Maisigandi Maisamma Mandiram Kadthal is located in Kadthal Mandal, Maisigandi village. Maisigandi is a small village along the Srisailam Hyderabad highway. The temple of Maisamma (local name for Goddess Mahakali) is just in the outskirts of Maisigandi village. It is an important and rapidly developing temple of Mahakali in Telangana. It reflects the cultural and mythological sentiments of the local Banjara people. Previously Panthu Naik used to be Temple treasurer and was assassinated by Naxals mainly because of his illegal activities. Now, his daughter Jothi following his footsteps involves in all illegal and corrupted activities bringing defame to the temple.

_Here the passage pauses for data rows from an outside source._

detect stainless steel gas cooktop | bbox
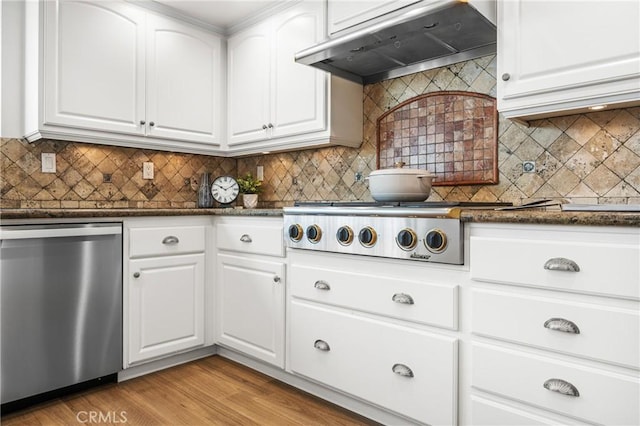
[284,201,511,264]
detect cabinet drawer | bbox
[129,226,205,258]
[472,290,640,368]
[290,300,457,425]
[216,220,284,256]
[471,395,574,426]
[471,344,640,425]
[290,263,458,330]
[470,233,640,299]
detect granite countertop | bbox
[460,209,640,227]
[0,208,282,220]
[0,209,640,227]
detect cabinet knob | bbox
[313,339,331,352]
[542,379,580,397]
[391,293,414,305]
[544,257,580,272]
[313,280,331,290]
[391,364,413,377]
[544,318,580,334]
[162,235,180,245]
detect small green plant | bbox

The idol of Maisigandi Maisamma is around 20 feet tall, and the Gopuram is also huge and different from all South Indian temples; it is open at the top. Legend has it that the presiding deity of the temple needs the temple to be open at the top. The priests of this temple are from the Banjara or Lambada caste. On weekends, the temple surroundings get a festive look with tourists and devotees, and particularly during Bonalu, and "Jatara" (fair).

The temple is located 66 km from Hyderabad towards Srisailam. Mahakali is considered a powerful goddess and the locals feel that She fulfills the wishes of devotees. The Maisigandi Maisamma temple is attracting a growing number of devotees and tourists from all over the world, especially from Hyderabad. Weekend parties take place in the surroundings of temple; people offer "bonam" (food offerings to the goddess) after their wishes are fulfilled.

In the back side of temple, several temples of Lord Rama, Lord Anjaneya, Lord Shiva, can also be found. The very large “Koneru” (a stone-faced tank with steps) is also a good place to visit.